As for the massive composite brakes, they really can't be praised enough. The trio of RS cars on hand ran almost continuously for nearly two hours at full attack – I drove it in the middle of that session and at the very end. The wonderfully feelsome and easily modulated pedal felt exactly the same in both sessions. When you're raging full throttle at 150 mph downhill toward a 40-mph chicane (or part throttle in the GT2 RS), knowing the brakes are there in full force is quite reassuring.
Now, there's quite obviously an immense amount of grip given all that downforce, the colossal Michelin Pilot Sport Cup 2 R N0 track tires (co-developed by Porsche), the wider body and track borrowed from the 911 Turbo, dynamic engine and transmission mounts, the adaptive suspension, the rear wheel steering, Porsche's whip-smart stability control, and the Torque Vectoring Plus fully variable rear differential lock. The thing is, though, you don't really notice it. Much as the RS cars don't seem to fight you, they also don't seem to fight the laws of physics.
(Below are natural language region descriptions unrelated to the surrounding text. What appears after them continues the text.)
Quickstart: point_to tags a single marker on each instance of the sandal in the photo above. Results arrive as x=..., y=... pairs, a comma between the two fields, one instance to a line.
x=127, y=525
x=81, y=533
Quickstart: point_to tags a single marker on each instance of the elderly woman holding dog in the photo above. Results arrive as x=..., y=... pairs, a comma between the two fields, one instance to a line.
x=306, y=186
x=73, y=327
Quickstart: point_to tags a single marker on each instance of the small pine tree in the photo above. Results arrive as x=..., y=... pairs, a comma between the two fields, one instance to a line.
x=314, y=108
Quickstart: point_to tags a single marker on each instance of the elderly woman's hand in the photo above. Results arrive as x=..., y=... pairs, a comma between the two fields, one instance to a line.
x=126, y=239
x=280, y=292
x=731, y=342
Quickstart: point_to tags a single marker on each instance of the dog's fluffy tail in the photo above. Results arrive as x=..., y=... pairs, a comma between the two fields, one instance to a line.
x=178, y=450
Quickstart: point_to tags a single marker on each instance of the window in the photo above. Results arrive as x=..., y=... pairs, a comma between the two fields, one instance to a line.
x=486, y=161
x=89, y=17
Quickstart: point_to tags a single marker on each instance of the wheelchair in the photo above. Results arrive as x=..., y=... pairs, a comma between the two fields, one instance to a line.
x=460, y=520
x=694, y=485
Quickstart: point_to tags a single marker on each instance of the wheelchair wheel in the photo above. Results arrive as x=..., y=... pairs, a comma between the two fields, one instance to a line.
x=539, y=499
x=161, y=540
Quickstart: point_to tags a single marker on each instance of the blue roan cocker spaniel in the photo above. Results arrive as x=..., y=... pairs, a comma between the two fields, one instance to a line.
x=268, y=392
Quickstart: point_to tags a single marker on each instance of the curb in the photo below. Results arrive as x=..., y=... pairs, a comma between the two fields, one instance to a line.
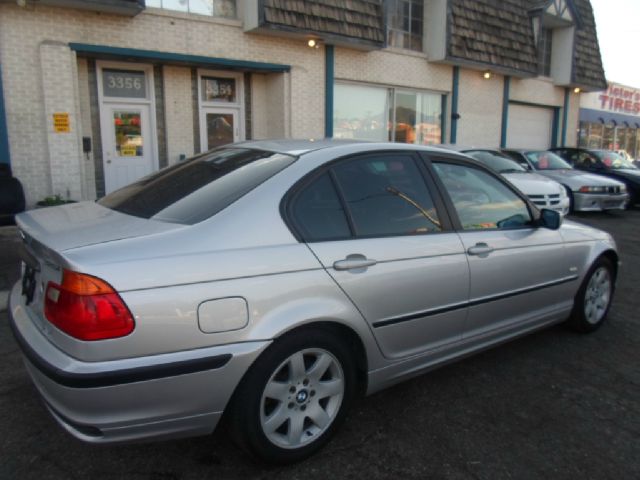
x=4, y=300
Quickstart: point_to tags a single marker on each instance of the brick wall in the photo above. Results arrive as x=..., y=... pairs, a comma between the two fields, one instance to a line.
x=24, y=30
x=480, y=108
x=178, y=112
x=41, y=75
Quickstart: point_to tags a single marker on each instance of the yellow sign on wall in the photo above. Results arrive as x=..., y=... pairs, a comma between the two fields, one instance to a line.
x=61, y=123
x=128, y=151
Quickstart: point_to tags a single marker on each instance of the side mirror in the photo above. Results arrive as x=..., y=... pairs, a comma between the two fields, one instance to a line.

They seem to bypass them altogether, effortlessly dancing between corners.
While Pobst and Haywood confirmed the previous GT2 RS could be a scary beast that could overwhelm its available grip, that's not this current version. With a prudent right foot, it's actually shockingly controllable. As Basem Wasef noted in our GT2 first drive, it's not a widowmaker. Never once was there a puckering moment in 40 minutes behind its Alcantara-wrapped wheel where my hands mostly maintained the marionette-like grip described by Pobst.
That said, the GT3 RS is the less intimidating, more approachable and ultimately more visceral car despite giving up 0.3 second of 0-60 time and nearly 2 seconds around Road Atlanta. While its twin-turbo sibling initially shocked with its thrust and speed, the first blast in the GT3 RS made me want to spike a football and exclaim a four-letter word followed by "yeah." The gloriously mechanical whine it produces builds to a sonorous climax at the 9,000 rpm redline. The turbocharged GT2 tops out at 7,200. The fact that Porsche ripped out much of the sound deadening makes it even easier to hear all this sonorous glory.
The GT3 RS needs to be pushed harder to achieve the same speeds that the GT2 sort of sashays to. Harder means more revs, more sound, more excitement. It's also not scary, and although a different track might put the GT2's power advantage to greater use, I think I'd still get the saner, supposedly lesser version. Then again, it sure is easier keeping up with a racing legend when you have a 170-horsepower advantage.